Ne vous fiez pas au titre. « Le Lac aux oies sauvages » n’a strictement rien de la belle aventure champêtre (quoique). C’est plutôt une traque entre les flaques de sang, non pas sans renvoyer aux néo-polars hongkongais ou encore Fritz Lang, dont le réalisateur Diao Yi’nan ne nie d’ailleurs en aucun cas les influences. « Nous humains ne sommes pas des animaux sauvages, mais plutôt des êtres tragiques » affirme volontiers le cinéaste en interview, cadrant, depuis ses premiers films, les exclus de l’essor économique chinois. Après la Mandchourie exsangue de « Black Coal » (2014), nous voilà désormais projetés dans une ville fantôme : aucun indice de localisation ne nous est donné, laissant le film s’étioler dans une perte de repère au sein de laquelle l’espace, les lieux, la moiteur, transcendent les personnages. D’ailleurs, on notera le fait que cette intrigue, violente et élastique, part d’un simple différent territorial entre gangs rivaux, laissant le film s’articuler autour des environnements traversés par les protagonistes. Ainsi, Diao Yi’nan orchestre une véritable sublimation spatiale, se dotant, en guise bras droit, de son chef-opérateur attitré, Dong Jinsong, que l’on voyait apparaitre au générique d’« Un long voyage vers la Nuit » de Bi Gan, sorti au début de l’année.
Se regardant ainsi à la manière d’une prison onirique, empreinte de couleurs et de dédales, « Le Lac aux oies sauvages », au-delà de la synthèse esthétisante, parvient à relater les soubassements d’une Chine sur fond de tragédie. Dans cet univers, on danse sur Raspoutine de Boney M en place publique, avec des chaussures lumineuses. D’ailleurs, cette séquence fédère assez bien les intentions de Diao Yi’nan. Face à ces images, notre instinct philistin nous dicte : « oh, on s’en serait passé de ces lubies plastiques pompières ! », sauf que nous pourrions remonter plus loin : dans la séquence, ceux qui portent des chaussures lumineuses sont assurément ceux ayant prévus d’aller à cet événement, tandis que les autres, habillés sobrement, ne sont probablement que des simples passants. Le spectateur est ainsi averti de la présence d’au moins deux tranches de populations, fichées dans son regard : ceux qui portent des chaussures lumineuses, et ceux qui n’en portent pas. Certains sont venus pour s’amuser, d’autres sont à surveiller.

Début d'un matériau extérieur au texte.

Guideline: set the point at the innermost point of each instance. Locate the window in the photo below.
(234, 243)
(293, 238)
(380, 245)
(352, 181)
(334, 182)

Comme cela était déjà le cas dans « Black Coal », Diao Yi’nan s’affirme comme un cinéaste de l’image. Cela s’entend aux dialogues : ils sont peu fournis, et sont même fréquemment réduis à des descriptions de ce que nous voyons à l’écran, tandis que le film transmets l’ensemble de ses intentions et sa structure directement par la lecture de la caméra. On notera d’ailleurs un récit décousu entre flashbacks, personnages relativement peu développés en dehors de leurs contextes d’apparition, ainsi qu’une récurrente fugacité de l’action. Ici, la pression vient de ce que l’on observe, et de ceux qui s’observent, entre filatures et fusillades. Outre ses tournures spectaculaires, « Le Lac aux oies sauvages » s’affirme également comme une critique directe du laxisme de l’État chinois vis-à-vis de ses populations démunies, vivant en permanence avec l’insécurité, l’intempérance des plus forts, et placées sous la protection de policier n’ayant jamais effectués d’entrainement au tir.
Navigant donc bien loin du maniérisme, « Le Lac aux oies sauvages » se contemple comme un électrisant pamphlet, quasiment entièrement dédié à l’énergie du désespoir. On laissera Diao Yi’nan conclure par ses mots, relatant parfaitement cette histoire universelle doublée d’une remarquable critique des dérèglements humains dont la Chine est ni plus ni moins que le théâtre : « Avec ce film je veux rappeler la valeur de l’éthique et de l’honneur dans une Chine gangrénée par l’avidité (…) L’intrigue de ce film se suit comme une goutte d’eau sur le sol ».